ЕСЛИ один из ваших родителей — человек со странностями (что бывает почти всегда), можно считать, что вам еще повезло. На долю Диккенса выпала двойная удача: оба его родителя были чудаками. В августе 1860 года умер его брат Альфред, оставив жену и пятерых детей без гроша. Кому, как не Диккенсу, было о них позаботиться? Взвалив на свои плечи это новое бремя, Диккенс стал устраивать дела вдовы и сирот и отправился проведать миссис Никльби, чтобы посмотреть, как она перенесла этот удар. «Моя матушка, оставшаяся после смерти отца тоже на моих руках (мне никогда ничего не оставляют в наследство, кроме родственников), находится в весьма странном состоянии, причиной которого является крайняя степень старческого маразма.
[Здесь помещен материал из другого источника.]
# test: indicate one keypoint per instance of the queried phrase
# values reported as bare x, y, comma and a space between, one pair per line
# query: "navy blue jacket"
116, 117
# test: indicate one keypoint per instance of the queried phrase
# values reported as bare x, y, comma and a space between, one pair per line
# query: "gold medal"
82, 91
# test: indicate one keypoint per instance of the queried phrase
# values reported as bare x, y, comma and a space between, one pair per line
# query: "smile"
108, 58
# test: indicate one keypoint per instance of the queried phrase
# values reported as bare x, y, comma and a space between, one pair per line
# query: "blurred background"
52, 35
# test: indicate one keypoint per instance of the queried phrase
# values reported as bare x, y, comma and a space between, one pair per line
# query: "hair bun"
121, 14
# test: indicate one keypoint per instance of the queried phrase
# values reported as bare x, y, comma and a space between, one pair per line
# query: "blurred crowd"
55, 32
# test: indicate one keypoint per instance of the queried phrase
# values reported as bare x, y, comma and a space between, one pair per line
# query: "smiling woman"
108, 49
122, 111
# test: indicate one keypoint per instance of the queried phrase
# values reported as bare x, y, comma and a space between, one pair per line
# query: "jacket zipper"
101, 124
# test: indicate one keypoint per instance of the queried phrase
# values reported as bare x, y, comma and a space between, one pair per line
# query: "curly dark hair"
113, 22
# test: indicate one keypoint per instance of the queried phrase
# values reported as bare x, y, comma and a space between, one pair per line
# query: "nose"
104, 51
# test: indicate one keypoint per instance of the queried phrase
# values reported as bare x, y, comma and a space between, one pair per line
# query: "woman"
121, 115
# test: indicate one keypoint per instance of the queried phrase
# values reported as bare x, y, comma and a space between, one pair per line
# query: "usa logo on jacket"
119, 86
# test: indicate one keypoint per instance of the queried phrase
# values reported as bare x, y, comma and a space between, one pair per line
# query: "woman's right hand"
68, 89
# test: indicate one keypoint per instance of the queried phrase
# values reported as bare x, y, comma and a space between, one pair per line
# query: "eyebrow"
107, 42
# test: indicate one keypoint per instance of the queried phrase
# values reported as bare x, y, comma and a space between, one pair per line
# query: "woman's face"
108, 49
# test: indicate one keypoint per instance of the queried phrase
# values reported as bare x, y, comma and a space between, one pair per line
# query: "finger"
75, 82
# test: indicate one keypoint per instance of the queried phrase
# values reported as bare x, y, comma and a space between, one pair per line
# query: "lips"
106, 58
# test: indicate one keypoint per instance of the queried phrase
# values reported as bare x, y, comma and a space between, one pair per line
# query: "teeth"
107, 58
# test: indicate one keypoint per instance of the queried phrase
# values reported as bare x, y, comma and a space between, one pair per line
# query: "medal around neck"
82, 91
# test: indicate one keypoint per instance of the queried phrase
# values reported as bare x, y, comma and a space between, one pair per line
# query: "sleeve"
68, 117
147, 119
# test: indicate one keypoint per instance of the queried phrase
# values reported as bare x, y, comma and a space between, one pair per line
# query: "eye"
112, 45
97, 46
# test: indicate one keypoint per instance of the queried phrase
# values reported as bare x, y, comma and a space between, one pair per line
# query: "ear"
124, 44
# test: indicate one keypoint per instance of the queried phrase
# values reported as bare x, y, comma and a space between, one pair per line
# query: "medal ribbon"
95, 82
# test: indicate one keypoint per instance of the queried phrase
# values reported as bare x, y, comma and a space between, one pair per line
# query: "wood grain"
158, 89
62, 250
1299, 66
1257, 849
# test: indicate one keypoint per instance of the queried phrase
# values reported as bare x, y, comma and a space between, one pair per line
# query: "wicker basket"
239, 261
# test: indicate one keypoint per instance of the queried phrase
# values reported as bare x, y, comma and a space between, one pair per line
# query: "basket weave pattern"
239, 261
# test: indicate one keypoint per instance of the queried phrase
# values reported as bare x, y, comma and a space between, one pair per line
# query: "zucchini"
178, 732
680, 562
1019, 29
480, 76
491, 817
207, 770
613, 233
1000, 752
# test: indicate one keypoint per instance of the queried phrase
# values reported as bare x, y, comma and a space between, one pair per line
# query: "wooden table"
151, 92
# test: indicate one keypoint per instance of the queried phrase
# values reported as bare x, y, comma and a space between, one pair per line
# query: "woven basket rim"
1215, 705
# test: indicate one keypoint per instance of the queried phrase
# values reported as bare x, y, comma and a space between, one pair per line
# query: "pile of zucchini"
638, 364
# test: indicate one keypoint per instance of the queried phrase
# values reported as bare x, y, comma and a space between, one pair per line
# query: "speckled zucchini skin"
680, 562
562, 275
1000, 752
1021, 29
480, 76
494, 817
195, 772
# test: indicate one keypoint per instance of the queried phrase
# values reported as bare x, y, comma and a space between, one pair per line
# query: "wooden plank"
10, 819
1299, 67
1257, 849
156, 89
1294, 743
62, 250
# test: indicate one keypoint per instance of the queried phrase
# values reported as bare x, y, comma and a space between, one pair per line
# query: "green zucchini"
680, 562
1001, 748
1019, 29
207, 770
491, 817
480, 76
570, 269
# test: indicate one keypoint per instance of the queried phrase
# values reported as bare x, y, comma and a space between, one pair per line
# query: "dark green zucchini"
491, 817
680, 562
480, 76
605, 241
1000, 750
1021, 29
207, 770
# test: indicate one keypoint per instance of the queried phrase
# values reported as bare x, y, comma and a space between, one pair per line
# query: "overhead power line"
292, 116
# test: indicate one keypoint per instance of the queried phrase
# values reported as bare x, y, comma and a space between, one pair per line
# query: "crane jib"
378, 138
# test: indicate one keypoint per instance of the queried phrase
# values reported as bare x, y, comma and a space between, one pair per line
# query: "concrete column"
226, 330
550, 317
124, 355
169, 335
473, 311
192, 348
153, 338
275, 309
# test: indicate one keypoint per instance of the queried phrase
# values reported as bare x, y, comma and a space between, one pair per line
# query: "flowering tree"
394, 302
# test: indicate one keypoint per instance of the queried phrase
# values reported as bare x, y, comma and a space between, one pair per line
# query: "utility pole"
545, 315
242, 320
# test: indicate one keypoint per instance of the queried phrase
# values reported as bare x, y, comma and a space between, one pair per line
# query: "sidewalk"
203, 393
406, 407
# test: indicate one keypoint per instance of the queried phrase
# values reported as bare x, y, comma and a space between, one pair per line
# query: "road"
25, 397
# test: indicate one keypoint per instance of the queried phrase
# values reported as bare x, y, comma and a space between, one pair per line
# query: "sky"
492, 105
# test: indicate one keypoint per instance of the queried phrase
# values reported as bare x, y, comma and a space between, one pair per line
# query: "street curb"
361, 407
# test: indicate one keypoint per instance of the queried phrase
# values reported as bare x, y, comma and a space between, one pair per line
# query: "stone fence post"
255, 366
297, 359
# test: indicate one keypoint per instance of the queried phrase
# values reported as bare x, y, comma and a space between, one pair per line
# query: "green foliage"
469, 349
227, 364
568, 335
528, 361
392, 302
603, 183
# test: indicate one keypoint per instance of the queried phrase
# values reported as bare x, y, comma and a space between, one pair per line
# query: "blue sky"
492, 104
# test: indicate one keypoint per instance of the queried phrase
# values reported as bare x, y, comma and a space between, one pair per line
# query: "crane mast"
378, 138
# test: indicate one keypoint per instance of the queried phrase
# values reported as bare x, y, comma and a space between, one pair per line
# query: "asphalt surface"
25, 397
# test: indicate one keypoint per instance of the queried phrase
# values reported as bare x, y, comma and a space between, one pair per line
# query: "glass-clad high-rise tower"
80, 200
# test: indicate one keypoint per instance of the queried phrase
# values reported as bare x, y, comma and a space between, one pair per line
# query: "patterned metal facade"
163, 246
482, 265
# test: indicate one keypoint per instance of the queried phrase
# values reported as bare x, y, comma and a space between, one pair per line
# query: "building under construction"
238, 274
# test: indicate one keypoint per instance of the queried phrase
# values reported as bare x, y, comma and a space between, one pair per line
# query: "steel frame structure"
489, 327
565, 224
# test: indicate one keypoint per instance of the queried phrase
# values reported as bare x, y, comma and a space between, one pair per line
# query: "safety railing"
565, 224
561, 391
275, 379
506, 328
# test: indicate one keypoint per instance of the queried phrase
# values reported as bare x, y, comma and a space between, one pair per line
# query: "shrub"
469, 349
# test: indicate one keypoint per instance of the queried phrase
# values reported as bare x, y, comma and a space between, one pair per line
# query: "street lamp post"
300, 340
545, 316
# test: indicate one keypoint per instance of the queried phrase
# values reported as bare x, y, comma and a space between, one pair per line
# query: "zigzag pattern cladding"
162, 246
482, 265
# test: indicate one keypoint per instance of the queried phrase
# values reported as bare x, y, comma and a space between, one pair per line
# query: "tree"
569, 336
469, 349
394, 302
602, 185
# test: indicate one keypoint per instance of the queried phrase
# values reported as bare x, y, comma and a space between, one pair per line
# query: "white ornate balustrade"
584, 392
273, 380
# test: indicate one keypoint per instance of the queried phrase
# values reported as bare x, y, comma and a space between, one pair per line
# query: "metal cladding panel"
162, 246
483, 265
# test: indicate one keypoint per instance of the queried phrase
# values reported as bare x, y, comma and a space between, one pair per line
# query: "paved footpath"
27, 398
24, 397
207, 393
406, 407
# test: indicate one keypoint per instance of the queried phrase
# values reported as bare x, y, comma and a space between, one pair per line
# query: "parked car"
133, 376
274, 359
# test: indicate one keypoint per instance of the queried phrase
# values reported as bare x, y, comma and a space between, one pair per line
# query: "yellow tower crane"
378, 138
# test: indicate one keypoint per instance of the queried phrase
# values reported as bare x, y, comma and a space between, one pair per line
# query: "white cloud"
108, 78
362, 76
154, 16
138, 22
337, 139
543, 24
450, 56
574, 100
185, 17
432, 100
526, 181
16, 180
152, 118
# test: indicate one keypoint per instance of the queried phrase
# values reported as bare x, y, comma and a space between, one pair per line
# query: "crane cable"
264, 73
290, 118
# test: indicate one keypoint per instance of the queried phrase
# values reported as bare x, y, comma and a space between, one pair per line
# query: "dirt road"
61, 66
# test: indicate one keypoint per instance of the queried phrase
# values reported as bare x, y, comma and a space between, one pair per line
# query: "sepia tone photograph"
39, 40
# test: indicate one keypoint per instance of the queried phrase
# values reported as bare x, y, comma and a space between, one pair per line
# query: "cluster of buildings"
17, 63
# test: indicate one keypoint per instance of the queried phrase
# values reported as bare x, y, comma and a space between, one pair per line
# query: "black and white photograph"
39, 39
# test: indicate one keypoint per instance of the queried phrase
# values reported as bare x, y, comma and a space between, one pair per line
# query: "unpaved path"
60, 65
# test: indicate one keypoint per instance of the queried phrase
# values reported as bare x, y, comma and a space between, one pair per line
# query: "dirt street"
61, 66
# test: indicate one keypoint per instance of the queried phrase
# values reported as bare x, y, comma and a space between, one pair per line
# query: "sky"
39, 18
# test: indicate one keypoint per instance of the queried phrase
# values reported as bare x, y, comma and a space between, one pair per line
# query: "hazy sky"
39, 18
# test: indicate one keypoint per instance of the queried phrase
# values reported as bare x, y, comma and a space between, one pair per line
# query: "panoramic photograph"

Она совершенно не способна понять, что произошло, и вместе с тем полна желания облачиться в глубокий траур (как Гамлет в юбке), что придает этому невеселому зрелищу трагикомический оттенок, в котором я нахожу единственный источник утешения». Через три месяца он приехал к ней снова, как раз в тот момент, когда ей ставили припарки на голову. «Увидев меня, она тотчас же воспрянула духом и попросила у меня фунт». В 1863 году она скончалась. Для Диккенса это было траурное десятилетие: за эти годы умер его брат Фредерик, шурин Генри Остин и старые друзья Джон Лич и Кларксон Стэнфилд, смерть которых была для него тяжелым ударом. «Милый старый Стэнни», умирая, вернул Диккенсу другого старого приятеля, попросив его помириться с Марком Лемоном, и над свежей могилой Стэнфилда Диккенс и Лемон пожали друг другу руки.

Диккенс бережно поддерживал свои отношения с Форстером, по-прежнему обращался к нему за советами, которым никогда не следовал, изредка обедал у него и в октябре 1860 года приехал к нему в Брайтон. «Вчера шесть с половиной часов ходил по меловым холмам; ни разу не остановился и не присел». Но когда ему приходило на ум «совершить вечерком увеселительную вылазку в город», он выбирал себе в товарищи Уилки Коллинза. В конце 1860 года друзья совершили поездку в Корнуэлл, а осенью 1862 года, когда Уилки заболел, Диккенс тотчас же вызвался вернуться из Парижа и написать за него несколько глав романа «Без названия», выходившего частями в «Круглом годе». «Едва ли нужно говорить Вам, что эта замена будет временной! Но если нет другого выхода, я готов. Будет так похоже на Вас, что никто не заметит разницы». Два месяца он прожил в Париже, в доме № 27 по улице Фобур-сент-Онорэ, вместе с Мэми и Джорджиной, только что оправившейся после болезни. В Париже хозяйничал Наполеон III — строил, разбивал новые бульвары: Диккенс то и дело терял дорогу домой. Вторая империя переживала пору своего расцвета, и Диккенса со всех сторон уверяли в том, что наступили мирные времена: ведь не пойдут же люди на войну, которая противоречит их интересам. «Можно подумать, что людские пороки и страсти с самого сотворения мира не шли вразрез их интересам!» Он убедился в том, что французы поразительно плохо знают его страну и народ. Однажды в поезде какой-то кюре сообщил ему, что у этих еретиков англичан нет ни одного памятника старины.